MENTHOS-logparse / README.md
tomlidobnik's picture
Create README.md
a36c4cb verified
---
language:
- en
- sl
library_name: transformers
pipeline_tag: token-classification
tags:
- menthos
- modernbert
- log-parsing
- ner
- cybersecurity
---
# MENTHOS-logparse
## English
### Model Description
MENTHOS-LogParsing is a token-classification model fine-tuned from `answerdotai/ModernBERT-base` for structured field extraction from raw logs.
It uses a maximum sequence length of 256.
### Intended Use
- BIO-style token labeling on log lines.
- Useful for extracting fields like request URL, status, error level, timestamp, etc.
### Label Space
Training code defines BIO labels (plus special ignored/padding handling), including:
- `B-request_url`, `I-request_url`
- `B-status`
- `B-error_level`, `I-error_level`
- `B-error_message`, `I-error_message`
- `B-time_received`, `I-time_received`
- `B-remote_host`, `I-remote_host`
- and additional request-header related labels
The full token-label mapping is defined in the training code.
### Training Data
Trained on the MENTHOS log-parsing dataset.
### Benchmark Results
Benchmark results for the MENTHOS evaluation set.

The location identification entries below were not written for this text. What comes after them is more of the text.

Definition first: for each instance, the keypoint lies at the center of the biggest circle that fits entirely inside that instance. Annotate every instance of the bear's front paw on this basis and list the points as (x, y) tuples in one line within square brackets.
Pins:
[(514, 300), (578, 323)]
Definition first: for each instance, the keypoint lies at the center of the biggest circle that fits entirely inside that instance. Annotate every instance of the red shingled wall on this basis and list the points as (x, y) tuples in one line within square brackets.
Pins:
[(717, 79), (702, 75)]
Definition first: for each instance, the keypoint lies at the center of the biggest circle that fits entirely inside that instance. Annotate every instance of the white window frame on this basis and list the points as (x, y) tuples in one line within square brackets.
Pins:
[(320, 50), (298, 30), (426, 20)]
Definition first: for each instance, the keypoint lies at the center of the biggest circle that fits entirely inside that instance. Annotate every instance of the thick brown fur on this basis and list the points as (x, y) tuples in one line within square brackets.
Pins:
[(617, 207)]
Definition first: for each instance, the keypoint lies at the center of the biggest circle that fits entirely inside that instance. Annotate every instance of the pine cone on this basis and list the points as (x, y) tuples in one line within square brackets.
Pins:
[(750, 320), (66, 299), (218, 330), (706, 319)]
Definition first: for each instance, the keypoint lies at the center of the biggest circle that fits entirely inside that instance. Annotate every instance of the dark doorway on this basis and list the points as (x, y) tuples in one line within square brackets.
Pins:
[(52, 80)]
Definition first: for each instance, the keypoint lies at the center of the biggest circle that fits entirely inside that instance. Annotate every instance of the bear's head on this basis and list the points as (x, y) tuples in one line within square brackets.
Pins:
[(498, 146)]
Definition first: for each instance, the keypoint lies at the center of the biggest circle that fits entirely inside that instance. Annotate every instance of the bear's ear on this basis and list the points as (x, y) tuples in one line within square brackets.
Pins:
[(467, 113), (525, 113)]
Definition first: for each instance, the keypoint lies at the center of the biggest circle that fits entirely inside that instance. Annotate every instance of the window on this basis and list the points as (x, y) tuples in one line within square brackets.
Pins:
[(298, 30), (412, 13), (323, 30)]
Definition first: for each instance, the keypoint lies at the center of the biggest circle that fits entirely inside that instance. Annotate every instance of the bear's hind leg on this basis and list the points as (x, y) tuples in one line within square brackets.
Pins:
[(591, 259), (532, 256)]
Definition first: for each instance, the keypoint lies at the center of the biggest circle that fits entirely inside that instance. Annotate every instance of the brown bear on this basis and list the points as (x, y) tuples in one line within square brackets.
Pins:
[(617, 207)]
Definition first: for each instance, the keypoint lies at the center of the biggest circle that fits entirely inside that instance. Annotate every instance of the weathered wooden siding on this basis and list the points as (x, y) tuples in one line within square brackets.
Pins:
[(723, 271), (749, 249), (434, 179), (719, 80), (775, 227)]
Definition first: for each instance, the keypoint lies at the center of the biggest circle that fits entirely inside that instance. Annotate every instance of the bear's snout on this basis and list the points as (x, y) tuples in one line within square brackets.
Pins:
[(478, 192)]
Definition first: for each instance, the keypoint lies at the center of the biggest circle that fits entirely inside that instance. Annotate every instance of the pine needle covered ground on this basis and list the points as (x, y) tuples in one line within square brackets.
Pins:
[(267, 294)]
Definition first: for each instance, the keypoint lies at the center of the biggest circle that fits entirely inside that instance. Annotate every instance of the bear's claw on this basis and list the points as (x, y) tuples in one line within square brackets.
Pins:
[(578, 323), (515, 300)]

| model | samples | accuracy | precision | recall | f1 | p50 latency (ms) | throughput (samples/s) |
| ---------------- | ------: | -------: | --------: | -------: | -------: | ---------------: | ---------------------: |
| MENTHOS-logparse | 744 | 0.988710 | 0.949088 | 0.936223 | 0.941009 | 24.2599 | 43.75 |
Reference baseline (Morpheus ONNX):
| baseline model | accuracy | f1 | p50 latency (ms) | throughput (samples/s) |
| ------------------------- | -------: | -------: | ---------------: | ---------------------: |
| log-parsing-20220418.onnx | 0.984583 | 0.932764 | 119.8934 | 8.08 |
### Benchmark Plots
![LogParsing F1: MENTHOS vs Morpheus](./log-parsing_f1_menthos_vs_morpheus.png)
![LogParsing Throughput: MENTHOS vs Morpheus](./log-parsing_throughput_samples_per_sec_menthos_vs_morpheus.png)
![LogParsing Latency Percentiles](./plots/latency_percentiles_log-parsing.png)
### Limitations
- Label matching is based on tokenized substring alignment from structured columns.
- Domain shift in log formats can reduce extraction quality.
### Citation
```
@misc{borovic_li-dobnik_kranjec_ferme_2026,
title = {MENTHOS-logparse},
author = {Borovic, Li Dobnik, Kranjec, Ferme},
year = {2026},
publisher = {Hugging Face},
howpublished = {\url{https://huggingface.co/LHRS-UM-FERI/MENTHOS-logparse}}
}
```
---
## Slovenščina
### Opis modela
MENTHOS-LogParsing je model za token klasifikacijo, naučen iz `answerdotai/ModernBERT-base`, za ekstrakcijo strukturiranih polj iz surovih log zapisov.
Uporablja maksimalno dolžino zaporedja 256.
### Namen uporabe
- BIO označevanje tokenov v log vrsticah.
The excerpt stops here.